Fractures of the middle third of the facial skeleton

The skeleton of the middle third of the face is superficially framed between two horizontal and parallel lines that pass one through the eyebrow and the other through the lip corners. The increase in motorized transport of troops and the power of artillery has caused the fracture of this region to be frequent in modern warfare.

To facilitate their study, they are divided into: nasal fractures , zygomatic arch fractures, malar bone fractures and Lefort-type fractures. Of the different fractures that occur in this region only one, those of the zygomatic arch have the possibility of being closed, since the others have their open condition implicit, since the bone framework of the middle third of the face houses multiple cavities covered by the respiratory mucosa, which is injured at the slightest displacement of the bones .

Fractures of the middle third of the facial skeleton may or may not affect dental occlusion. They are not affected by nasal fractures, those of the zygomatic arch and those of the malar bone . The Lefort type affects it to a variable degree.

Nasal fractures

They are caused by direct trauma, which if it is in the antero-posterior direction determines a crushing of the nasal pyramid, while if it is in the lateral direction, it deflects it towards the opposite side to that of the application of force. The deformity is followed by heavy bleeding (epistaxis), which is caused by tearing of the nasal mucosa when displaced fractured bones that are closely related to it.
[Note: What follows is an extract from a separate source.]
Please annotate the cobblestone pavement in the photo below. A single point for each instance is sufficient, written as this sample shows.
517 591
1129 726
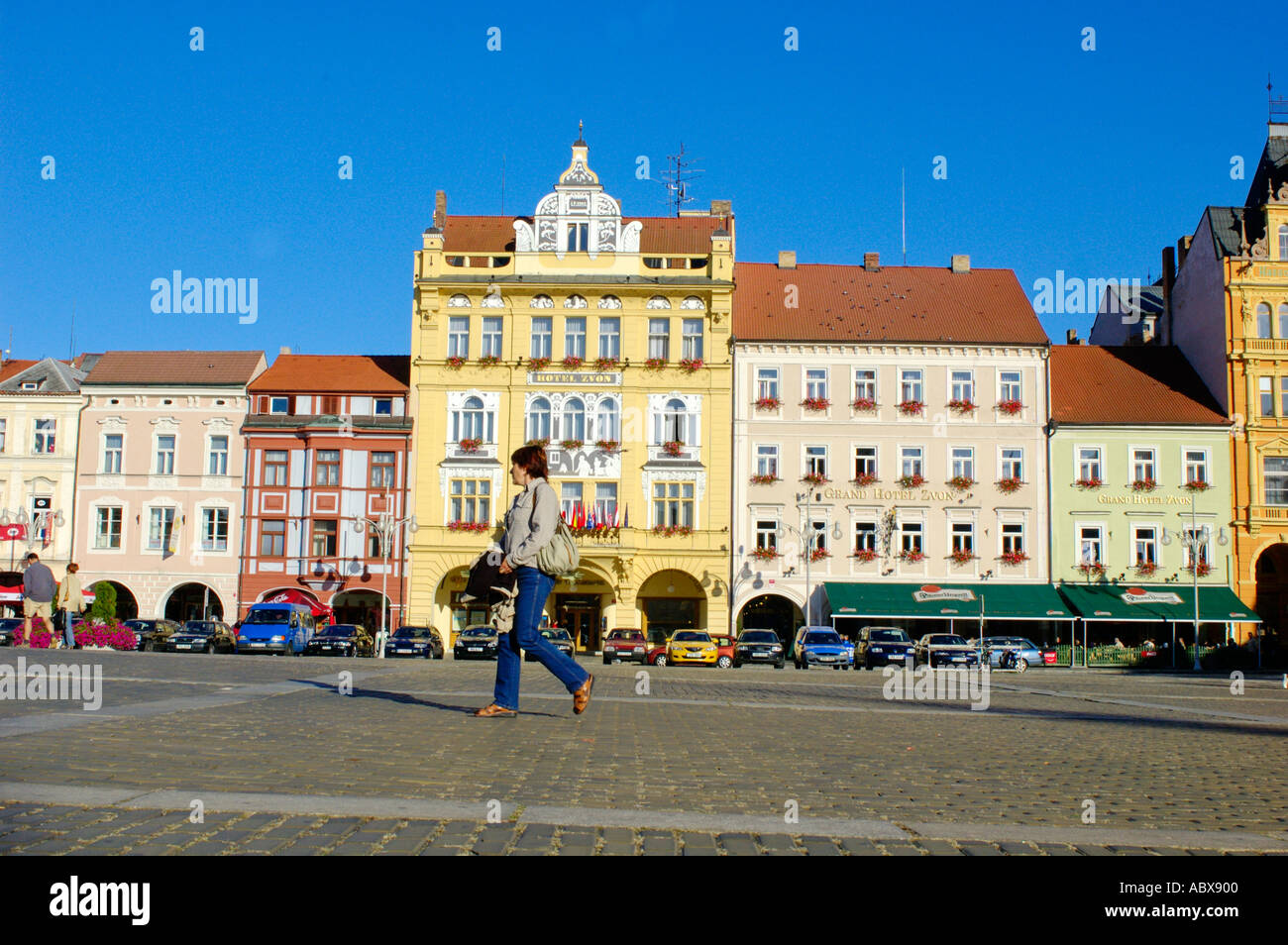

The diagnosis is based on the data obtained through questioning, but mainly during the physical examination: deviation or crushing of the nose , epistaxis, crepitus and pain on palpation.

The conduct to follow

  • Apply the measures to preserve the life of the injured, which includes hemostasis due to anterior nasal packing.
  • Perform tetanus and infection prophylaxis, which includes the administration of 1 million units of penicillin intramuscularly.
  • Relieve pain using 1g of dipyrone intramuscularly.
  • Prepare the injured person for evacuation as a second priority, sitting in a medical transport.

If there are no associated injuries, nasal fractures should be reduced in the medical health battalion. With the aim of hemostasis and keeping the bones in place, once the bone fragments have been dealt with, an anterior nasal tamponade is performed.

To effect both fracture reduction and tamponade

  • 1% novocaine infiltration to block the nasal pyramid.
  • Introduction through a nostril of a straight hemostat, protected with gauze. While pulling with one hand to lift the bones , the other adjusts the bones and shapes the nose.
  • Also perform the same maneuver on the other side, if necessary, until the nose has recovered its normal appearance.
  • Proceed to tamponade with Vaseline handle through both nostrils simultaneously.

Subsequently, the injured will be prepared for evacuation in third priority, sitting in a medical transport.

Zygomatic Arch Fracture

The zygomatic arch is a structure located on the lateral limit, between the skull and the face. Given its configuration, it is susceptible to fracture due to direct trauma that affects it, sinking it. The fractured fragments stand in the way of the coronoid process of the jaw, which prevents the injured person from opening the mouth. Exceptionally, an open fracture of this structure occurs.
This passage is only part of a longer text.